カウントを刻み、ゼロになると同時に俺達は扉を開けた。

 同時にゴーレムの目に光が灯る。
 階段を背にするゴーレムはゆっくりとした動きでこちらに近づいてきた。
 たぶん、侵入者は問答無用で排除するように設定されているのだろう。

「火炎槍<ファイアランス>!」

 先制攻撃を叩き込む。
 ゴーレムの頭部で炎が爆ぜるものの、軽くよろめいただけでダメージはない。

 ゴーレムは頑丈で魔法に対する耐性もある。
 初級魔法では傷一つつかないだろう。

 でも、それでいい。

 ゴーレムの目が青から赤へ。
 攻撃モードに切り替わる。
 そのターゲットは俺だ。
 巨体を鳴らしつつ、猛牛のように突撃する。

「みんな、今のうちに!」

 ゴーレムを引きつけることができた。
 これでみんな、先へ進むことができる。

「お兄ちゃん、気をつけてくださいね」
「無茶したら承知しないわよ」
「後でしっかり追いついてくるように。
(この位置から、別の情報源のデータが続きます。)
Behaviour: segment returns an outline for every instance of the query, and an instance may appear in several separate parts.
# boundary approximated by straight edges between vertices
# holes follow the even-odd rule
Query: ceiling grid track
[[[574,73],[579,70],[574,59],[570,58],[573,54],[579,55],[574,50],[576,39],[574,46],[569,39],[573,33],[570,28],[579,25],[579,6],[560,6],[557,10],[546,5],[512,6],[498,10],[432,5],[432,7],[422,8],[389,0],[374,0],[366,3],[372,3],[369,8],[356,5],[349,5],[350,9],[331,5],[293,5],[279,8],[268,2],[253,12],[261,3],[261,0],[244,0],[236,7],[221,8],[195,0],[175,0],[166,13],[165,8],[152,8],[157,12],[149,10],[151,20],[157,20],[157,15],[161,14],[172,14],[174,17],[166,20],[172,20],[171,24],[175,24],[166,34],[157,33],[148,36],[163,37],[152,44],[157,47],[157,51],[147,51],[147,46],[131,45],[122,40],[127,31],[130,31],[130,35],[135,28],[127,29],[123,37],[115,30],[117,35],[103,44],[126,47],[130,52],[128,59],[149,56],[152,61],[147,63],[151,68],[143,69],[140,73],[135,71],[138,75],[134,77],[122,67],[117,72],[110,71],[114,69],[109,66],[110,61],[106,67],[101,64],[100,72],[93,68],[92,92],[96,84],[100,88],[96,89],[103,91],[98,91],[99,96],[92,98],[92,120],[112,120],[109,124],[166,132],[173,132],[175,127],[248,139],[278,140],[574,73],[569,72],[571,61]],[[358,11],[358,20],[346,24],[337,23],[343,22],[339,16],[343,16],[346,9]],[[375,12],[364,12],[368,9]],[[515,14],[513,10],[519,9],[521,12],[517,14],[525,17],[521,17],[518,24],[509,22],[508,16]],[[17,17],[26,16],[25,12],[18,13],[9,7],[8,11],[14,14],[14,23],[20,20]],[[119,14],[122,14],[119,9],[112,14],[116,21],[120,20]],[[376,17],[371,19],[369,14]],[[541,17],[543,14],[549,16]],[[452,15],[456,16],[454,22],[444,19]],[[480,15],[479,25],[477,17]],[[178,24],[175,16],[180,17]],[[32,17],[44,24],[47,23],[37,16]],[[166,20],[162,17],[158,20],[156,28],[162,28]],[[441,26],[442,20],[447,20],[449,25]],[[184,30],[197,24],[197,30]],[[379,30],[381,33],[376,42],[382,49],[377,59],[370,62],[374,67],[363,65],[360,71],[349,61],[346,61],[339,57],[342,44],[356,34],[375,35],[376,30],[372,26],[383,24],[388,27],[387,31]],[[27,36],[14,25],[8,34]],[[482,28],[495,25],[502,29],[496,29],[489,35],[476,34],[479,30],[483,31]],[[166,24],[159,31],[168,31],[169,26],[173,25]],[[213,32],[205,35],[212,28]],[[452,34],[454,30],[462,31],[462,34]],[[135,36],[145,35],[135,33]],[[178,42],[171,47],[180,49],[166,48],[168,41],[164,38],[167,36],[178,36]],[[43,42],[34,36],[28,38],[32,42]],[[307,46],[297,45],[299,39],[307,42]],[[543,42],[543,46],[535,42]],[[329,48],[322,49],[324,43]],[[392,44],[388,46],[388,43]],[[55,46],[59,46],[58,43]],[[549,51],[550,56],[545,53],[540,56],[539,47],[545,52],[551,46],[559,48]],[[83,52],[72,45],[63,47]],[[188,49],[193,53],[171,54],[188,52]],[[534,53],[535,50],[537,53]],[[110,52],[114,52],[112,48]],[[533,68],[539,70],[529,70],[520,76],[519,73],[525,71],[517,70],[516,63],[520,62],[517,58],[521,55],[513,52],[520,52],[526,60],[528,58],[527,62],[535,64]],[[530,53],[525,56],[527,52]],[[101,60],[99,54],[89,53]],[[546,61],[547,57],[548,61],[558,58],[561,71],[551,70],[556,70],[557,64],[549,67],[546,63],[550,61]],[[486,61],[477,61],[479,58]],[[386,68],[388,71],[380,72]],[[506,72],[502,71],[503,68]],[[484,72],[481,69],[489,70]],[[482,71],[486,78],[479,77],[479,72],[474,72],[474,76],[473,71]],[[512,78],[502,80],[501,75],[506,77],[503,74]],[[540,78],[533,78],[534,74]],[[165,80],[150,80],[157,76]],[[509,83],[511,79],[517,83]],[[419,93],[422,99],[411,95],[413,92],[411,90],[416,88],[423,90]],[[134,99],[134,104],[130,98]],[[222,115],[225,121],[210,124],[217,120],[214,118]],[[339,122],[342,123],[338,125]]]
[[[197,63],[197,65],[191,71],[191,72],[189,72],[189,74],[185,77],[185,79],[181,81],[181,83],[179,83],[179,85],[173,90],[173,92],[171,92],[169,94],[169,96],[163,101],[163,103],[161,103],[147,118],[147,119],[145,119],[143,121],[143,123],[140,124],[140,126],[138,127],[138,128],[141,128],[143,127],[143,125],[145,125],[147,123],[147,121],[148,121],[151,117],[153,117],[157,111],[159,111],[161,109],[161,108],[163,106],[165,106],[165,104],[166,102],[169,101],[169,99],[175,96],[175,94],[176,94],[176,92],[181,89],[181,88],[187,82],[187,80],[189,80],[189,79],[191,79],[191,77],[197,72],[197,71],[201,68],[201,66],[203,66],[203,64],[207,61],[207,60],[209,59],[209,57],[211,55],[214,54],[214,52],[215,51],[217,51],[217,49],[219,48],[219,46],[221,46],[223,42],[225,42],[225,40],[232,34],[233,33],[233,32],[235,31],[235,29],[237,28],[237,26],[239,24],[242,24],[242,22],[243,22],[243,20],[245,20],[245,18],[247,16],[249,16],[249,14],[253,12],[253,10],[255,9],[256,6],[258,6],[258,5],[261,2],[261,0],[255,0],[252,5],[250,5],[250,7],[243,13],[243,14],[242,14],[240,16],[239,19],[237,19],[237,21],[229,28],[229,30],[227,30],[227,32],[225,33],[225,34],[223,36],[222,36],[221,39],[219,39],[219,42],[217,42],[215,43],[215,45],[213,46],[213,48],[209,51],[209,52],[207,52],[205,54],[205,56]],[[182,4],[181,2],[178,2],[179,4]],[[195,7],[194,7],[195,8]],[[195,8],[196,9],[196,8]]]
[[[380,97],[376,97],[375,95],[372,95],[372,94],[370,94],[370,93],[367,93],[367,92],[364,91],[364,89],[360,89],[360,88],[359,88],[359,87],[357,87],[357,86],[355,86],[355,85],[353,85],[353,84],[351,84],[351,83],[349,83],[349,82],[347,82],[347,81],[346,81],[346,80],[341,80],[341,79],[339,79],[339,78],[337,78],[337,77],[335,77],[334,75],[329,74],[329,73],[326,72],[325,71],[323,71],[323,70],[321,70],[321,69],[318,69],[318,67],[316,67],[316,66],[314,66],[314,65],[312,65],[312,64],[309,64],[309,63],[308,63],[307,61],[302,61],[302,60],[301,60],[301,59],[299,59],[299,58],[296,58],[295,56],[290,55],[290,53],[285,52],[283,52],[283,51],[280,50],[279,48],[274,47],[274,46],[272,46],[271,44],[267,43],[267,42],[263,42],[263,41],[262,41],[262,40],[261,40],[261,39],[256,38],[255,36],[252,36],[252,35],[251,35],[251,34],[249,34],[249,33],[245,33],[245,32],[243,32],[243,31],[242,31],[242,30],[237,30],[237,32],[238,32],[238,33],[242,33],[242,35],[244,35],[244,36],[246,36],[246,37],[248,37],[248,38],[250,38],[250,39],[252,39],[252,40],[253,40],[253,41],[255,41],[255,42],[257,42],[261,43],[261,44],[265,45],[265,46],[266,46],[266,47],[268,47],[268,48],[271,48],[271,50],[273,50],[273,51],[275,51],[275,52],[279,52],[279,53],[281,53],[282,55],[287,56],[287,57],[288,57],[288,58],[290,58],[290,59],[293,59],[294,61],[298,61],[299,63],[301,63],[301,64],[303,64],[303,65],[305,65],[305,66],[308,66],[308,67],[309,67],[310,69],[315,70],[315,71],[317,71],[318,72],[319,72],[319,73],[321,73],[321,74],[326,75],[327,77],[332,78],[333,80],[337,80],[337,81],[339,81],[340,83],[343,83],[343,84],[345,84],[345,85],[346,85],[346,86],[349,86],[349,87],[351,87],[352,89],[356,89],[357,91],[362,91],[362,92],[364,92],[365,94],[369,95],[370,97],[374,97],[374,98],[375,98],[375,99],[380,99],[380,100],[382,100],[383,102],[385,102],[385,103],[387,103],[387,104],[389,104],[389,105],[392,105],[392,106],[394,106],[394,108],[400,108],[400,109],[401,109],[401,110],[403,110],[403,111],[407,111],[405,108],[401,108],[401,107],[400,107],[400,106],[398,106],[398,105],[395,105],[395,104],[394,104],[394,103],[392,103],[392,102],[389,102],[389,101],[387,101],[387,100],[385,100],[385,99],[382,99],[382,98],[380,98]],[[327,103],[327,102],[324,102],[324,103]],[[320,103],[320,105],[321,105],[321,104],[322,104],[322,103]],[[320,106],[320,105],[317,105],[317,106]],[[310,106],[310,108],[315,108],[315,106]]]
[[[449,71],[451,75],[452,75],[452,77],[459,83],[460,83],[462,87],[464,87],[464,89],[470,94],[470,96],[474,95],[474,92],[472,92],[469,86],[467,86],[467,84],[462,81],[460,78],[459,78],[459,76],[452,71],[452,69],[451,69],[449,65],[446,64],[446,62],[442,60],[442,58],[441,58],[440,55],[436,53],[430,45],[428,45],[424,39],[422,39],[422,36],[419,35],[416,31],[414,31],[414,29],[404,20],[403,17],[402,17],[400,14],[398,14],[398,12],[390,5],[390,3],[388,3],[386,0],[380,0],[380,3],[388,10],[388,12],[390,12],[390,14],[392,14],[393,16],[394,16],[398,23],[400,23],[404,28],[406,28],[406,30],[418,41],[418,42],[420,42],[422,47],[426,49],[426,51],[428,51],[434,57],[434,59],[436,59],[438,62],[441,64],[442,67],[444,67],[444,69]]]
いいわね?」

 エリゼ達はそれぞれ一言残して、ゴーレムが守っていた扉の向こうに消えた。

 よし。
 作戦成功だ。

「あとは……なるべく早くこいつを倒して、追いつかないといけないんだけど」

 ゴォッ!

 ゴーレムは空気を巻き込むようにして拳を繰り出してきた。
 ヤツの体は特殊な素材で構成されていて、鉄よりも固い。
 直撃したら、ほぼほぼ即死だろう。

「光壁<ライトウォール>!」

 魔法で光の壁を生成して、それを盾とした。
 ガァンッ! と鉄と鉄を叩きつけるような音が響いた。

 ゴーレムの拳を受け止めることはできたけれど……

「こいつ、なんてバカ力だ!」

 一撃で光の壁にヒビが入っていた。
 二撃目は耐えられないだろう。

 おかしいな?
 確かにゴーレムは強い力を持っているが、ここまでじゃなかったはず。
 昔……前世は、もっとレベルが低かった。

 魔法は衰えているものの、ゴーレムの技術は発展している?
 それとも、シャルロッテが持つ詠唱技術のように、一部の技術は発展している?
 それがゴーレム関連?

「って、いけないいけない」

 気がつけば、ゴーレムについてあれこれと考えて、考察を繰り広げようとしていた。

 確かに、このゴーレムは興味深い。
 ものすごく気になる。
 隅々まで分解して、徹底的に研究したい。

「でも」

 今はシャルロッテとフィアが一番だ。
 知的好奇心なんかよりも、二人の安全を最優先に考えないといけない。

 ……こんなことを思うなんて、俺も変わってきているんだな。

 そんなことを思い、苦笑する。

「というわけで、さっさと終わりにさせてもらうぞ」

 魔力を手の平に集める。

「氷烈牙<フリーズストライク>!」

 ゴーレムの足元に向けて魔法を放つ。
 氷が広がり、蔦のようにゴーレムの足に絡みついた。

 動きを封じられて、ゴーレムは苛立たしそうに足元に拳を叩きつけた。
 氷を割り脱出するつもりなのだろうけど、俺の方が早い。

「雷閃牙<ライトニングストライク>!」

 指先がバチバチと放電して……
 それは一気に成長して、荒れ狂う紫電となる。
 生き物のようにうねりつつ、ゴーレムに食らいついた。

 耳を叩くかのような鈍い音。
 それと衝撃。

「これでどうだ?」

 ゴーレムは壊れた人形のようにぎこちない動きをして……

「……」

 ややあって、その目に宿る光が消えた。
 四肢をだらりと下げて動きを止める。

「よし」

 撃破完了。

 確かにゴーレムは硬い。
 物理、魔法に対する高い耐性を持つ。

 ただ、雷撃魔法は別だ。
 水を流しているかのように、魔法を内部に到達させることができる。
 そして、そのまま回路を焼き切ることが可能だ。

「さてと。すぐにみんなを追いかけて……うん?」

 ふと、違和感を覚えて足を止める。
 振り返った先……ゴーレムの目に再び光が灯る。